Williams looked over at the signed photo of MacArthur. “A doctor who sees someone injured in the street, a cop who’s off duty—there are moral responsibilities that transcend doctrine. We keep going,” he decided. “I’m going to talk to Minister Timoshenko.”
“And tell him what?” Anne asked.
“That we believe Captain Klimovich is there to do exactly what he’s done, pull the heavy guns from Sudzha.”

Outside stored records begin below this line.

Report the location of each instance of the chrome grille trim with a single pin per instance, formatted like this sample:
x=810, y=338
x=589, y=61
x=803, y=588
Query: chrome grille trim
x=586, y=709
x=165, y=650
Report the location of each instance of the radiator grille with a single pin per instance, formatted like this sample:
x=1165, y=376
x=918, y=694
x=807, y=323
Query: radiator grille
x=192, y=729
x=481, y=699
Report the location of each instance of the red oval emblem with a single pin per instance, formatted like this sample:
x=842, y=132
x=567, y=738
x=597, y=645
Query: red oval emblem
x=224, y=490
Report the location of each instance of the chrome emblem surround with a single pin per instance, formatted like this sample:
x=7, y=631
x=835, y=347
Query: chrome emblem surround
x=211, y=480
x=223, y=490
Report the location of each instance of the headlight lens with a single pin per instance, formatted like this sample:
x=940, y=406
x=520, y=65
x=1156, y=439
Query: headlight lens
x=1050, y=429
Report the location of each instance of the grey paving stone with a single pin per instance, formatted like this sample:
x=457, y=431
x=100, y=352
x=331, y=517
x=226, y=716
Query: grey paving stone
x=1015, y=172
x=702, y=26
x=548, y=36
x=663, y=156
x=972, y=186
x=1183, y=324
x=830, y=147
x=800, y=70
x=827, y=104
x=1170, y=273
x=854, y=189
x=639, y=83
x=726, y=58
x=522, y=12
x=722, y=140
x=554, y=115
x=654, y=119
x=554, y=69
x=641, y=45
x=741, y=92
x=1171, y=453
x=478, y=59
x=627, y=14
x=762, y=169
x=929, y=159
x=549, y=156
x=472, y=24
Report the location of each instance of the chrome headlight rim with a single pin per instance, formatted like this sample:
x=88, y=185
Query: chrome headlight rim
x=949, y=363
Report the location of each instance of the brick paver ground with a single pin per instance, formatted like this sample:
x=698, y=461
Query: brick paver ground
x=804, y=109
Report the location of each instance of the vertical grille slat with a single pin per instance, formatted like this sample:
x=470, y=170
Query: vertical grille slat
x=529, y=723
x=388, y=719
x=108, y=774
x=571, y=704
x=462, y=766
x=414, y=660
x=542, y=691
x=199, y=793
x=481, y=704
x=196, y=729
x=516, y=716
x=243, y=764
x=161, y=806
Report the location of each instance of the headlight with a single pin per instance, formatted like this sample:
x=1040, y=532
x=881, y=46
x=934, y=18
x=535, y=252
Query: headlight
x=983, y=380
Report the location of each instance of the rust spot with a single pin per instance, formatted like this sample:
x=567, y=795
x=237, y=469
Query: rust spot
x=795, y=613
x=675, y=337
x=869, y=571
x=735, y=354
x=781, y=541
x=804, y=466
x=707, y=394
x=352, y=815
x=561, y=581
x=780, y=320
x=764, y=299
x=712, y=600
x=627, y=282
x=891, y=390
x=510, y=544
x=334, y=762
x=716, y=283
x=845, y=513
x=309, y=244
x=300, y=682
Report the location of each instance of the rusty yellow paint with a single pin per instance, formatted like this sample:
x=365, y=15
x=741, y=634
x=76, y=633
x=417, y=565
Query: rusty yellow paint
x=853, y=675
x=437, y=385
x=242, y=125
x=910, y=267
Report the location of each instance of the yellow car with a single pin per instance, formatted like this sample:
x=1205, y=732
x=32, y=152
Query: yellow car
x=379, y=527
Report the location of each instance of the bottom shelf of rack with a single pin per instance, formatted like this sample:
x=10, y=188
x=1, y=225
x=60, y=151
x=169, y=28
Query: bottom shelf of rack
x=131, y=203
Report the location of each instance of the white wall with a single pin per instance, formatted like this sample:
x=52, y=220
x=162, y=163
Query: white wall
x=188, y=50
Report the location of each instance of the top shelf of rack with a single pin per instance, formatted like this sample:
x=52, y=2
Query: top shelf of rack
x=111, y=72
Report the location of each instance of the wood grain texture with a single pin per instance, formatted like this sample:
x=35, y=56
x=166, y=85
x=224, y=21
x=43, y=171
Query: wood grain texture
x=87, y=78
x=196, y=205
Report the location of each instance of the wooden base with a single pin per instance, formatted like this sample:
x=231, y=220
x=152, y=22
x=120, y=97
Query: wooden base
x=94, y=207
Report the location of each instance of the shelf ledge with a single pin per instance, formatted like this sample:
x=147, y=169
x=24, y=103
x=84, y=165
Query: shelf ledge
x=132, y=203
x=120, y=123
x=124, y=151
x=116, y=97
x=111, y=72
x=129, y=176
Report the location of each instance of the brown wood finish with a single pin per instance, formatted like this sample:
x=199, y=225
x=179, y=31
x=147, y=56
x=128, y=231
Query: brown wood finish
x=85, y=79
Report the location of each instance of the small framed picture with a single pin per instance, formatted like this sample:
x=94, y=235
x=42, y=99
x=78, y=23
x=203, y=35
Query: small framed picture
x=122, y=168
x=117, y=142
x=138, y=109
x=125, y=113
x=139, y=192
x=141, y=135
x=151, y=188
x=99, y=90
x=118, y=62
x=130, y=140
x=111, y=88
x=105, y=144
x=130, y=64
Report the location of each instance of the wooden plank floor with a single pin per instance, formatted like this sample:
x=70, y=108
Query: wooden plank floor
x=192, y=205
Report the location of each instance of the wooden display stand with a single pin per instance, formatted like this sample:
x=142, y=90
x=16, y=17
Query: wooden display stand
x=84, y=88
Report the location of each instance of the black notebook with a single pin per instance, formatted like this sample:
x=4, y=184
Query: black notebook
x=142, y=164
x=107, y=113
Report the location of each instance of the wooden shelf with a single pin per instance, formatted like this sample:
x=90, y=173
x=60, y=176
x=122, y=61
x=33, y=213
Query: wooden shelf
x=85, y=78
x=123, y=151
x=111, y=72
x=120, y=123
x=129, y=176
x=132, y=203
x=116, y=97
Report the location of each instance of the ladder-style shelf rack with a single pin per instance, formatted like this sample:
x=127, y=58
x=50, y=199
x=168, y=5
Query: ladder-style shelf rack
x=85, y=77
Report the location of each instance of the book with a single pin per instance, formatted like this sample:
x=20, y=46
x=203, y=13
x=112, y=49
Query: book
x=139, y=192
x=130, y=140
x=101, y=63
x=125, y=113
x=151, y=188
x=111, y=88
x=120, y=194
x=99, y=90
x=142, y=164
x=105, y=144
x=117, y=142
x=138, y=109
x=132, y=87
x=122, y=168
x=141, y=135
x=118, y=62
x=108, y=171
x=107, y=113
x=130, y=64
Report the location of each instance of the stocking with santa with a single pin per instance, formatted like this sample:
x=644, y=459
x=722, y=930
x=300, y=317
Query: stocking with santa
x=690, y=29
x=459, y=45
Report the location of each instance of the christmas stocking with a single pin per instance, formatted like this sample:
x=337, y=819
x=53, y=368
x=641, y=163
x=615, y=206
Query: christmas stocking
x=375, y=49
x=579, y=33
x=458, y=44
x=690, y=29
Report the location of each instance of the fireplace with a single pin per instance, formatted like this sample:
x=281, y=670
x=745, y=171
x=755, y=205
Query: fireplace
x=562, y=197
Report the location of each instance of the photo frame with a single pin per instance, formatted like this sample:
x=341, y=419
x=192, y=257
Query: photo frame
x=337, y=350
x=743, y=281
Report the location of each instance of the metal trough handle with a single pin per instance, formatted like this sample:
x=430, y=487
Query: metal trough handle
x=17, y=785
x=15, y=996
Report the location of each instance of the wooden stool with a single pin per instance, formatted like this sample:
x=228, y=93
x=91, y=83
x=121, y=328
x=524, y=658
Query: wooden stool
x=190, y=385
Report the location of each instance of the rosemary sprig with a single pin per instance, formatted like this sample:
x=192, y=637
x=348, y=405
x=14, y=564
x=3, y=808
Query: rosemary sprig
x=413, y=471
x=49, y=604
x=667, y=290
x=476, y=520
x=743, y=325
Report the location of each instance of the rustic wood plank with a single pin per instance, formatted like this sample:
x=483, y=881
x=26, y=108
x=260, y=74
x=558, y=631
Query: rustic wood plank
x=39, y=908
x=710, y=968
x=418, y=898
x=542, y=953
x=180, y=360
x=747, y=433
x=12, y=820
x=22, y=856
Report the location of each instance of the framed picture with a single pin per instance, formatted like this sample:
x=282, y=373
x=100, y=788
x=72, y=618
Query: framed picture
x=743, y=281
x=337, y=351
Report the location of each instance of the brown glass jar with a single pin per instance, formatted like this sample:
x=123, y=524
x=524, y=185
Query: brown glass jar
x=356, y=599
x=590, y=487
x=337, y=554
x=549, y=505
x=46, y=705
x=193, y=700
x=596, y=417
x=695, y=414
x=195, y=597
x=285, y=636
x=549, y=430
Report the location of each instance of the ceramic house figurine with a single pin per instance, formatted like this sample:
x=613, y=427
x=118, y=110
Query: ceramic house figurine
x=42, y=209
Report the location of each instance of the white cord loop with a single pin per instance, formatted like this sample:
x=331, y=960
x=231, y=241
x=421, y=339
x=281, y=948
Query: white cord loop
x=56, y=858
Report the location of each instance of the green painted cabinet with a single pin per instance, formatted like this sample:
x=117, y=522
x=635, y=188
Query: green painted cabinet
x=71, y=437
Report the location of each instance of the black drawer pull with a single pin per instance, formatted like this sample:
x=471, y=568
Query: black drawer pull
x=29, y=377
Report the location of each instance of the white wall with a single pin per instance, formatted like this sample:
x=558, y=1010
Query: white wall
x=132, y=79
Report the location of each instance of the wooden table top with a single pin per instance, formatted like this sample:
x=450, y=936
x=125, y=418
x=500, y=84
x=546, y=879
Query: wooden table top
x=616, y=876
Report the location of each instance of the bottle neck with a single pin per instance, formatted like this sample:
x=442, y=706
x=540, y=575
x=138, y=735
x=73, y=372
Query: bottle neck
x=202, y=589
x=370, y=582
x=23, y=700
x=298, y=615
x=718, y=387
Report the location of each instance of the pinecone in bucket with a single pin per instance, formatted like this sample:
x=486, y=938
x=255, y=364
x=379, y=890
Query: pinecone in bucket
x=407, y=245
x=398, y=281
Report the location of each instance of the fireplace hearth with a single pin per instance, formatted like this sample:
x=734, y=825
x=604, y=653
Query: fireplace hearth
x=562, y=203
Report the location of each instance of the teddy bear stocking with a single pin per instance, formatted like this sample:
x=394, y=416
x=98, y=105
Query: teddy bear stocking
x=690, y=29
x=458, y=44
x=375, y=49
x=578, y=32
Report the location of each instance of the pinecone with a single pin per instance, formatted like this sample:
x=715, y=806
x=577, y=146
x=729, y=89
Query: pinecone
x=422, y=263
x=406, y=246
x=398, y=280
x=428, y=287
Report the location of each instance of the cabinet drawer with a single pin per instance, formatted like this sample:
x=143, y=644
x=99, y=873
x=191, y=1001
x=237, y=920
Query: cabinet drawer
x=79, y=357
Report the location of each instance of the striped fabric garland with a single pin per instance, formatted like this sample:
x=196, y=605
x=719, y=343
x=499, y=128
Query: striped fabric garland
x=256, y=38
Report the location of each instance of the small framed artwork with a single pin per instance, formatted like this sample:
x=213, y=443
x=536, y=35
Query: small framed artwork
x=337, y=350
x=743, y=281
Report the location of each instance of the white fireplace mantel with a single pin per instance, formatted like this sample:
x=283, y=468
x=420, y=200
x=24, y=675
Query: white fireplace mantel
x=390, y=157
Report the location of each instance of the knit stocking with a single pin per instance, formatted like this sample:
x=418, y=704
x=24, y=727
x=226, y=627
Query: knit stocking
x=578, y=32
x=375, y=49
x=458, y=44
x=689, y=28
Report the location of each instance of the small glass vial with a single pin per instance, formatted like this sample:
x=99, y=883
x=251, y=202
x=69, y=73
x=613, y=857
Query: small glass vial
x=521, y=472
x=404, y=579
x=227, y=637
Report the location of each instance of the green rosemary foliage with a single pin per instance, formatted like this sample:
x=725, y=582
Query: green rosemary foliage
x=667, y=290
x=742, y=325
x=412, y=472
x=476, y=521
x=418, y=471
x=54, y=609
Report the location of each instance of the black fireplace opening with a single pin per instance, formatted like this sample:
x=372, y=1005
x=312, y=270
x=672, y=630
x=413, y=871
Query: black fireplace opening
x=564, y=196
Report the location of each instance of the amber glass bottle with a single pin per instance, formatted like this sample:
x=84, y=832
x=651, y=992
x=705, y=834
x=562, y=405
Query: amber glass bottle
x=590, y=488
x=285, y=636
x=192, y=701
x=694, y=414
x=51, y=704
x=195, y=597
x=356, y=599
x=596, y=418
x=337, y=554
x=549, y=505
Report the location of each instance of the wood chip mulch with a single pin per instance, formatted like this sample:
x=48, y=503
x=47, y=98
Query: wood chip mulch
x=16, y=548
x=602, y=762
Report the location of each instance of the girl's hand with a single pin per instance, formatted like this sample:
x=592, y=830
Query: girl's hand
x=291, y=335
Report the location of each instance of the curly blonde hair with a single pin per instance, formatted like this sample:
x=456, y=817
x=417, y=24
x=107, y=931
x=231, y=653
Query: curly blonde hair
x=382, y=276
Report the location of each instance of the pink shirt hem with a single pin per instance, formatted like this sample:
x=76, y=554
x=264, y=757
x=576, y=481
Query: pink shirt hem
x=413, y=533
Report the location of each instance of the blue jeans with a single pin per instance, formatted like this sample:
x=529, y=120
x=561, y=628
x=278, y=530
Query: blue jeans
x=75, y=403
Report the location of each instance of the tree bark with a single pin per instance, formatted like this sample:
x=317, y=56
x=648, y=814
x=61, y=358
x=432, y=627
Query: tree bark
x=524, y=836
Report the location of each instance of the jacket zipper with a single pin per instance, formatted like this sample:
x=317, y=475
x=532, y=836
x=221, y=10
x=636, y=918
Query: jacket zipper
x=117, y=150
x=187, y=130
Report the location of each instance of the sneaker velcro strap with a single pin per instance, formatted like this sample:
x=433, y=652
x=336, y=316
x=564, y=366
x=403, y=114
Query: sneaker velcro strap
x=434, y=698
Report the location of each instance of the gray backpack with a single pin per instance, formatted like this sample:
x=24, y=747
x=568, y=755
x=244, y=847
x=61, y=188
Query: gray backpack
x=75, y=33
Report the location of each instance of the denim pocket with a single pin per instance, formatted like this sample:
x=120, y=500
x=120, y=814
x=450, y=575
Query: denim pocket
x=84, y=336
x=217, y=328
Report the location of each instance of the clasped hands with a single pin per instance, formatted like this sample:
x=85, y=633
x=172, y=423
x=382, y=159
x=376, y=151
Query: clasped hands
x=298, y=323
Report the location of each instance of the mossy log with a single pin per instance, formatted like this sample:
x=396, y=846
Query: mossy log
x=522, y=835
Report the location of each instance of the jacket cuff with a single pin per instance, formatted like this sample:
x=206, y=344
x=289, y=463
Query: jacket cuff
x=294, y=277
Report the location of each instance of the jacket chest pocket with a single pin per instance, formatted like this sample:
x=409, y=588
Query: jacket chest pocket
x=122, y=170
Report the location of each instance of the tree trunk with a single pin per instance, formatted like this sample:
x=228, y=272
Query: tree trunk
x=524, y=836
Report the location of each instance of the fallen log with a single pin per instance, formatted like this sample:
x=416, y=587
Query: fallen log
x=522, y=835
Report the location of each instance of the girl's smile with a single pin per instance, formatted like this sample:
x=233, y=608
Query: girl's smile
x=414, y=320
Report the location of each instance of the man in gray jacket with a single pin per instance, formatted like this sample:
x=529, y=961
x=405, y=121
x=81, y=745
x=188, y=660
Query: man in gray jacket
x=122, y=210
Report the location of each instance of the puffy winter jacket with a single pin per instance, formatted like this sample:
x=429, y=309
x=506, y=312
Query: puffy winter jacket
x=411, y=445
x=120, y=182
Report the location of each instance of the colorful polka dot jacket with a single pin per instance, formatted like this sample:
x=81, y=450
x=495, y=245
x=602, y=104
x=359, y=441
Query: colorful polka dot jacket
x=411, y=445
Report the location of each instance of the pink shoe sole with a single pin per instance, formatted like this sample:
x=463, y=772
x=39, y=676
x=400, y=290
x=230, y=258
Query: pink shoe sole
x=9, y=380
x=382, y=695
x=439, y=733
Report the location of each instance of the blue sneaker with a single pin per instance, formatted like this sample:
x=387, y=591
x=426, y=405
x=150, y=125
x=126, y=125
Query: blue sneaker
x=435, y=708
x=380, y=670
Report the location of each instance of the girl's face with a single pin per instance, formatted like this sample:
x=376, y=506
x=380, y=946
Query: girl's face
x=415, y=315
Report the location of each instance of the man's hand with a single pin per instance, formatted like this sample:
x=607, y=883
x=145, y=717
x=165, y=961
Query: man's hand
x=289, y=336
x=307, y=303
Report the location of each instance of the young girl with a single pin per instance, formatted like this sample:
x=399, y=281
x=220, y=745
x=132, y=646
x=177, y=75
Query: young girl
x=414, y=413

“Which means you’ll have to tell him about the paramilitaries out there,” McCord said.
“Correct.”
“But the Russian troops at Sudzha may not be able to stop them in time, or at all,” McCord went on. “The Ukrainians have drilled for this. They’ve got a game plan and—and if the Russians come running out, and they get hit with the incendiaries? Putin will crush the border. It will be Crimea north.”
“Which leaves our team,” Dawson said.
“Yeah, I know,” Williams said. “Brian? Put the call through to the Kremlin—we’ll need their translator. Paul?”
“I’m here, Chase.”
“Thanks for your patience. We’ve got to try this, we’ve at least got to be there to stop the Ukranians. Hopefully, I can get Timoshenko to sit tight.”
“I understand,” he said. “So does the ambassador.”